Le plan prévoit également l’évacuation de méthane pour éviter les émissions dans l’atmosphère lors des opérations de fracturation de puits de pétrole ou de gaz de schiste. L’Alberta et la Colombie-Britannique en sont exemptées car ces deux provinces, importantes émettrices de gaz polluants, disposent déjà de réglementations dans le domaine, qu’Ottawa a jugé suffisantes.

En tout, ce sont 26 raffineries, usines de valorisation des sables bitumineux – qui transforment les sables en carburants ou lubrifiants utilisables ensuite dans les raffineries – et installations pétrochimiques qui seront visées.

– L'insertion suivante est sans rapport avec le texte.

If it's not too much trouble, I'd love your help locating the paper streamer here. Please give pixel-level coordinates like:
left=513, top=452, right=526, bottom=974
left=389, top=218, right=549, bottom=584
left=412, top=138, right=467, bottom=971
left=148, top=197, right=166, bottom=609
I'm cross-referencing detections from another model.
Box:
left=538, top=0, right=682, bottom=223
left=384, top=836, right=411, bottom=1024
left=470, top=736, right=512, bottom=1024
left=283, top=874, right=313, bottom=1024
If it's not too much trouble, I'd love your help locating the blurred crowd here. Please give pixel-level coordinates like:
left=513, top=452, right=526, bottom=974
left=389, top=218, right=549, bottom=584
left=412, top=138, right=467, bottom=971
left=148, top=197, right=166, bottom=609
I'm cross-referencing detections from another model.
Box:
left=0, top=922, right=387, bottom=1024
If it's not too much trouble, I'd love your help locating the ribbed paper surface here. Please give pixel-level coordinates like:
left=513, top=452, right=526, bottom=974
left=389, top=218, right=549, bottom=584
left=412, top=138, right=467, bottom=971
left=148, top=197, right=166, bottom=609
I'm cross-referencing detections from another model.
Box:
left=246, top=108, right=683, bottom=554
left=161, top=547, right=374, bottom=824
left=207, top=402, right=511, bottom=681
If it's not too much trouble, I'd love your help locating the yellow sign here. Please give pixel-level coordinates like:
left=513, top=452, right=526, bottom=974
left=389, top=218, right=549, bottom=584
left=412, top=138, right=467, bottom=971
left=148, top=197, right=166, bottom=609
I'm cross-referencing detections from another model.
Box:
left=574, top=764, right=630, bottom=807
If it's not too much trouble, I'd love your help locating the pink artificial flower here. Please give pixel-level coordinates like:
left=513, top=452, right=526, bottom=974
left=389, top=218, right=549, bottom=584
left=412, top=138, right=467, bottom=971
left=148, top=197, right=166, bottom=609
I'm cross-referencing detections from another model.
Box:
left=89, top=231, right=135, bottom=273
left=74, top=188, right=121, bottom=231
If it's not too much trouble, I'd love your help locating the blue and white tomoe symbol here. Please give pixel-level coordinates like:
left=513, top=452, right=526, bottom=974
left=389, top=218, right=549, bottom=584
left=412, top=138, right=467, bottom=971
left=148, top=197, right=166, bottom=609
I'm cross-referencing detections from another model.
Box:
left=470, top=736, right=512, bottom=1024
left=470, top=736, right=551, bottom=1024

Pour convaincre les industriels, Ottawa met en avant les économies que va permettre une meilleure détection des fuites, ainsi que les embauches que cette batterie de mesures devrait générer. Celles-ci « aideront les producteurs à économiser une valeur de plus de 1,5 milliard de dollars canadiens (998 millions d’euros) en gaz naturel entre 2018 et 2035 ». « Ces mesures aideront au développement d’une technologie encore plus moderne et à la création de bons emplois dans le secteur pétrolier et gazier », a ainsi fait valoir Mme McKenna.

Mesures retardées

Du côté des environnementalistes, on salue le plan, mais on regrette que plusieurs dispositions soient retardées par rapport aux promesses initiales du gouvernement fédéral. Selon Environmental Defence, ces délais supplémentaires vont provoquer l’émission de 55 millions de tonnes de GES.

Surtout, en reportant certaines mesures à 2023, le gouvernement prend le risque que le plan ne soit pas entièrement appliqué, puisque, d’ici là, deux élections fédérales auront eu lieu. Et des blocages politiques, ce plan en a déjà subi. En mars 2016, les Etats-Unis de Barack Obama et le Canada avaient annoncé conjointement un plan en la matière. Ce dernier devait s’appliquer d’ici à 2020. Mais l’arrivée au pouvoir de Donald Trump en novembre a retardé les choses. L’absence d’accord, samedi 27 mai, entre les pays présents au G7 sur la question climatique est le dernier exemple en date des blocages possibles.

Retard pour réduire les émissions

Quoi qu’il en soit, la réduction des émissions de méthane est essentielle pour le Canada s’il souhaite atteindre ses objectifs de réduction des émissions de GES. Car le pays a déjà pris du retard par rapport à ses objectifs initiaux. En effet, entre 2005 et 2015, les émissions ont été réduites d’à peine 2,2 %, alors qu’elles devraient être en baisse de 17 % d’ici à 2020 pour espérer atteindre la cible du 30 % en 2030.

Pour réduire davantage ses émissions de GES, le gouvernement a d’ailleurs précisé, le 18 mai, les modalités de sa fameuse taxe carbone qui vise cette fois les émissions de dioxyde de carbone (CO2). Si elle avait déjà annoncé que la taxe s’élèverait à 10 dollars la tonne en 2018 et augmenterait ensuite de 10 dollars par année jusqu’à atteindre 50 dollars en 2022, Ottawa a révélé qu’elle se constituera de deux volets. Le premier concernera les combustibles fossiles (essence, propane, charbon, etc.) et devrait entrer en application au 1er avril 2018. Pour ce qui est de l’essence, la taxe équivaudra à 2,33 centimes le litre d’essence en 2018 et atteindra 11,63 centimes le litre en 2022.

Le second volet visera quant à lui les industries émettrices de CO2. Ottawa établira des normes d’intensité d’émissions. Une entreprise qui dépassera le maximum d’émissions polluantes autorisées par unité de production devra, en quelque sorte, se racheter. Cela s’apparenta à une bourse du carbone puisque les bons élèves pourront échanger leurs crédits d’émissions avec les compagnies plus polluantes.

Pour promouvoir ces mesures, le gouvernement récuse l’appellation de « taxe » et souligne que tout l’argent prélevé sera retourné aux provinces sous une autre forme qui reste encore à déterminer.